Batching and Retries
Batching
When configuring a consumer Worker for a queue, you can also define how messages are batched as they are delivered.
Batching can:
- Reduce the total number of times your consumer Worker needs to be invoked (which can reduce costs).
- Allow you to batch messages when writing to an external API or service (reducing writes).
- Disperse load over time, especially if your producer Workers are associated with user-facing activity.
There are two ways to configure how messages are batched. You configure batching when connecting your consumer Worker to a queue.
max_batch_size
- The maximum size of a batch delivered to a consumer (defaults to 10 messages).max_batch_timeout
- the maximum amount of time the queue will wait before delivering a batch to a consumer (defaults to 5 seconds)
Both max_batch_size
and max_batch_timeout
work together. Whichever limit is reached first will trigger the delivery of a batch.
For example, a max_batch_size = 30
and a max_batch_timeout = 10
means that if 30 messages are written to the queue, the consumer will deliver a batch of 30 messages. However, if it takes longer than 10 seconds for those 30 messages to be written to the queue, then the consumer will get a batch of messages that contains however many messages were on the queue at the time (somewhere between 1 and 29, in this case).
When determining what size and timeout settings to configure, you will want to take into account latency (how long can you wait to receive messages?), overall batch size (when writing to external systems), and cost (fewer-but-larger batches).
Retries
When a message is failed to be delivered, the default behaviour is to retry delivery three times before marking the delivery as failed (refer to Dead Letter Queues). You can set max_retries
(defaults to 3) when configuring your consumer, but in most cases we recommend leaving this as the default.
When a single message within a batch fails to be delivered, the entire batch is retried. For example, if a batch of 10 messages is delivered, but the 8th message fails to be delivered, all 10 messages will be retried and thus re-delivered to your consumer in full.
Dead Letter Queues
A Dead Letter Queue (DLQ) is a common concept in a messaging system, and represents where messages are sent when a delivery failure occurs with a consumer after max_retries
is reached.

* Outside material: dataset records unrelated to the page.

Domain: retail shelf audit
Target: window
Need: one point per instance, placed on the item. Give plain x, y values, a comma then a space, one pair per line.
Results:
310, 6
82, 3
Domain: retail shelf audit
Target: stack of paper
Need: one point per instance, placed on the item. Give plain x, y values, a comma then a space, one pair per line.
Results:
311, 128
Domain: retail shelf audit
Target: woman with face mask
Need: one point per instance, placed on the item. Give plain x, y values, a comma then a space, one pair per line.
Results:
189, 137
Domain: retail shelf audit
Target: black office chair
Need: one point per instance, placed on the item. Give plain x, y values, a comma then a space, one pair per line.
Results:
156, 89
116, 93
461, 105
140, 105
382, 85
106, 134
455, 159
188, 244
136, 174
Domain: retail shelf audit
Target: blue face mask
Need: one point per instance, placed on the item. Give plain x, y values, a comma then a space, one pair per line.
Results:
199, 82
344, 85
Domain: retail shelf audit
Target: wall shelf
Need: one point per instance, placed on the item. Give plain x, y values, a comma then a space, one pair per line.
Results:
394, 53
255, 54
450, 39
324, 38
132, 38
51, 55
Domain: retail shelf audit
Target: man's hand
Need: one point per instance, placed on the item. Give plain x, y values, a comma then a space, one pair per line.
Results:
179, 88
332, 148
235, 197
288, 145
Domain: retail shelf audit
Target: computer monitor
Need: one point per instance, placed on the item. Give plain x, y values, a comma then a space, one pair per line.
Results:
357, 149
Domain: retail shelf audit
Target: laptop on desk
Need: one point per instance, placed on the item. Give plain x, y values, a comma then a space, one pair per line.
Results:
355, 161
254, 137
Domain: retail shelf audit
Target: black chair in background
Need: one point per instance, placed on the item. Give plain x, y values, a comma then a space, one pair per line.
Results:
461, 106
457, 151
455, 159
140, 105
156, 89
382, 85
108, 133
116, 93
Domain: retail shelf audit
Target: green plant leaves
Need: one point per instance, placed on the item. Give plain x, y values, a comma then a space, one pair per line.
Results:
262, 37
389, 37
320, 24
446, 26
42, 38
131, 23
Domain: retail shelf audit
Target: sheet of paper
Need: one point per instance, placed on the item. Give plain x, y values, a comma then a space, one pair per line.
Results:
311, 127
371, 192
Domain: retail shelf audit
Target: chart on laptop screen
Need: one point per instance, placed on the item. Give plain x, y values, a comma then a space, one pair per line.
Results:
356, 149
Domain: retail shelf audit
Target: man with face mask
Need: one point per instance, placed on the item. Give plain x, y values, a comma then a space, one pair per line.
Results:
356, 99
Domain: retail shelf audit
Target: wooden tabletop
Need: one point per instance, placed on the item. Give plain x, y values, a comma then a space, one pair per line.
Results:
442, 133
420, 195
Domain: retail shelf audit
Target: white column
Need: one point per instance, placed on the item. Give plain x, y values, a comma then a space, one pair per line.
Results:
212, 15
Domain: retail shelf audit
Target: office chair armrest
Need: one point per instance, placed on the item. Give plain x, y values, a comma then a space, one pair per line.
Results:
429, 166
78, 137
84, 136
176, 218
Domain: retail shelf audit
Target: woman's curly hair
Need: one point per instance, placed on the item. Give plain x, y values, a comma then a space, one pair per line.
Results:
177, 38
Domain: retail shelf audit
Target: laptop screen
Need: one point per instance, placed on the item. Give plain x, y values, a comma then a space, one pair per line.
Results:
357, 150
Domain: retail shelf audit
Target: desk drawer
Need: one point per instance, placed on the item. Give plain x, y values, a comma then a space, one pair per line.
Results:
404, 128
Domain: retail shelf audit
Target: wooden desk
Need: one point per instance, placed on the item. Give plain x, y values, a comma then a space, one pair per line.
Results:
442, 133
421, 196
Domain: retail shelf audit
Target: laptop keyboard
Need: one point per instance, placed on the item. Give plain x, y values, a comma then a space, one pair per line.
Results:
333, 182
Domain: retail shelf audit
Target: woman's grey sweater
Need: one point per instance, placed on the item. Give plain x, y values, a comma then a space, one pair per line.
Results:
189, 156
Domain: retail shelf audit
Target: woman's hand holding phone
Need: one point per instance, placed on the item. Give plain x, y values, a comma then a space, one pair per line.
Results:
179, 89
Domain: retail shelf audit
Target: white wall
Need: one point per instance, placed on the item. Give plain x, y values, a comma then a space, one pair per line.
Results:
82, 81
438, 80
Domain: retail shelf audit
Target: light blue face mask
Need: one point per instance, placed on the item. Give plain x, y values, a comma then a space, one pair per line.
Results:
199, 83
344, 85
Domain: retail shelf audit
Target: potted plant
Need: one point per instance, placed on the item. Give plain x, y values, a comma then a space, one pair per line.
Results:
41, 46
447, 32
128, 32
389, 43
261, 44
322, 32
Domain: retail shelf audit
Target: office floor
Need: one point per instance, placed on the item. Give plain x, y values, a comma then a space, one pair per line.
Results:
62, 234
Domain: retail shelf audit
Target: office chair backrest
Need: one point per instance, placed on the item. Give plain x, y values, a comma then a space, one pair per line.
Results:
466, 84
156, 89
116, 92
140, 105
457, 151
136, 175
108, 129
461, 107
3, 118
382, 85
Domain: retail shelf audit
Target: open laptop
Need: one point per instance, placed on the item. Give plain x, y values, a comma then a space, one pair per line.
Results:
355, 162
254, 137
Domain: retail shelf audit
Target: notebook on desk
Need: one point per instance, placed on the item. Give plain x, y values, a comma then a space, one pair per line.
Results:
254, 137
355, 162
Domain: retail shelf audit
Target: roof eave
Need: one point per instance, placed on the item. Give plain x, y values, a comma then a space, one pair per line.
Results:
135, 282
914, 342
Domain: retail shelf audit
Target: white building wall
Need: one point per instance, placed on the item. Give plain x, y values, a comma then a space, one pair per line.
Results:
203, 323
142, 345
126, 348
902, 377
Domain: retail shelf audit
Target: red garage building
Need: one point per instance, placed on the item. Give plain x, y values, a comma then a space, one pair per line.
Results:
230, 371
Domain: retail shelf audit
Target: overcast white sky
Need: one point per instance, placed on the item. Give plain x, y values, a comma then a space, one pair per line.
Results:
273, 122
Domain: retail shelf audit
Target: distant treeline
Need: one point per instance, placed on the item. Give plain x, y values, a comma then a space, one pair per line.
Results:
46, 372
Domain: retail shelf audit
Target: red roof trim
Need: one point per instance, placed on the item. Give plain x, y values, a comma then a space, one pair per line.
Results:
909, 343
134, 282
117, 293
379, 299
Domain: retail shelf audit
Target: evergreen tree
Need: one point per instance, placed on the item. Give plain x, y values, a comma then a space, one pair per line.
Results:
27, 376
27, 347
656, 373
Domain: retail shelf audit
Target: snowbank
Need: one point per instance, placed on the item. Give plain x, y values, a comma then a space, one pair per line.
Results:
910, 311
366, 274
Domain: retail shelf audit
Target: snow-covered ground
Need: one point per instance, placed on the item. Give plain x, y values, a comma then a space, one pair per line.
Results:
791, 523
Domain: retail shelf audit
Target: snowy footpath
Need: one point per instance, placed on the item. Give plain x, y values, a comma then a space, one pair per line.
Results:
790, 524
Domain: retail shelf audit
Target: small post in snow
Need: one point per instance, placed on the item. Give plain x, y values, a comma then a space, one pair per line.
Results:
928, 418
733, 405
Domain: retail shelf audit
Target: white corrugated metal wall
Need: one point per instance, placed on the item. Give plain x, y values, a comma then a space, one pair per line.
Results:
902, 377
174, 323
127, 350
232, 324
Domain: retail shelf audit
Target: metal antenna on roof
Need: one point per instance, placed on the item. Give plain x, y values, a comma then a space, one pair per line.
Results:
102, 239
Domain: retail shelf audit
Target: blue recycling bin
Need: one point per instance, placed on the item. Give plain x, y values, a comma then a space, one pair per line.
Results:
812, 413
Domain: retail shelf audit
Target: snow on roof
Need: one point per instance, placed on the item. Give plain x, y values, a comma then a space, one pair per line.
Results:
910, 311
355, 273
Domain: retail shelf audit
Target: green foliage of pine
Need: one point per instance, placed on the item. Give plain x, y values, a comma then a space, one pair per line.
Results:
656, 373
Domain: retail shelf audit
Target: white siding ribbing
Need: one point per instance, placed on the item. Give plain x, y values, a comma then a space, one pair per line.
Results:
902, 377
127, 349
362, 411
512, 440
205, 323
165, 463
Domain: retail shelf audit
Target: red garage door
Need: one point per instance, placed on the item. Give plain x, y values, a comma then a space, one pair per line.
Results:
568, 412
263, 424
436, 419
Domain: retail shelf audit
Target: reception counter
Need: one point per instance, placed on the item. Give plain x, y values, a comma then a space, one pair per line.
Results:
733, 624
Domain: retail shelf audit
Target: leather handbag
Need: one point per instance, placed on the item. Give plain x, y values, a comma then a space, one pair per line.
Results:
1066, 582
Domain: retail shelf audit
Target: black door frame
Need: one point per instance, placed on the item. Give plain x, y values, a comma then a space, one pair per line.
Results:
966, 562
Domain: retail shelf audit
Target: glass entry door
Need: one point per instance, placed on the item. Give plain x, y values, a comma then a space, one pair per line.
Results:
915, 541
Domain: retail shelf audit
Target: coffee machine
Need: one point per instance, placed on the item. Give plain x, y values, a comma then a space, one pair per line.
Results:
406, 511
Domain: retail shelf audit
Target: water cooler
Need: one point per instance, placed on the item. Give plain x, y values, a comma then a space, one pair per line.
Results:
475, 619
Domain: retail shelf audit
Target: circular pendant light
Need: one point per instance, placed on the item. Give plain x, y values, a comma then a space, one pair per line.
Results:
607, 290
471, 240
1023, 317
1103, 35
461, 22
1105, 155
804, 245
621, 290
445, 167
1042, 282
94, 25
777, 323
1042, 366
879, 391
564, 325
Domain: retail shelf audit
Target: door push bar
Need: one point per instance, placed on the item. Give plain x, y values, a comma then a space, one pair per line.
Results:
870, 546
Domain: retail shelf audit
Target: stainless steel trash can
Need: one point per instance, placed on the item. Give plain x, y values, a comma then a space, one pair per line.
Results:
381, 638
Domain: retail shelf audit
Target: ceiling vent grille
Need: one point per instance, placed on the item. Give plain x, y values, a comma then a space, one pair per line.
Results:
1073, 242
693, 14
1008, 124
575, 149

A Dead Letter Queue is just like any other queue, and can be produced to and consumed from independently.
With Cloudflare Queues, a Dead Letter Queue is configured as part of your consumer. For example, the following consumer configuration would send messages to our DLQ named "my-other-queue"
after retrying delivery (by default, 3 times):
wrangler.toml[[queues.consumers]] queue = "my-queue" dead_letter_queue = "my-other-queue"
To process messages placed on your DLQ, you need to set up a consumer associated with that queue. Messages delivered to a DLQ without an active consumer will persist for four (4) days before being deleted from the queue.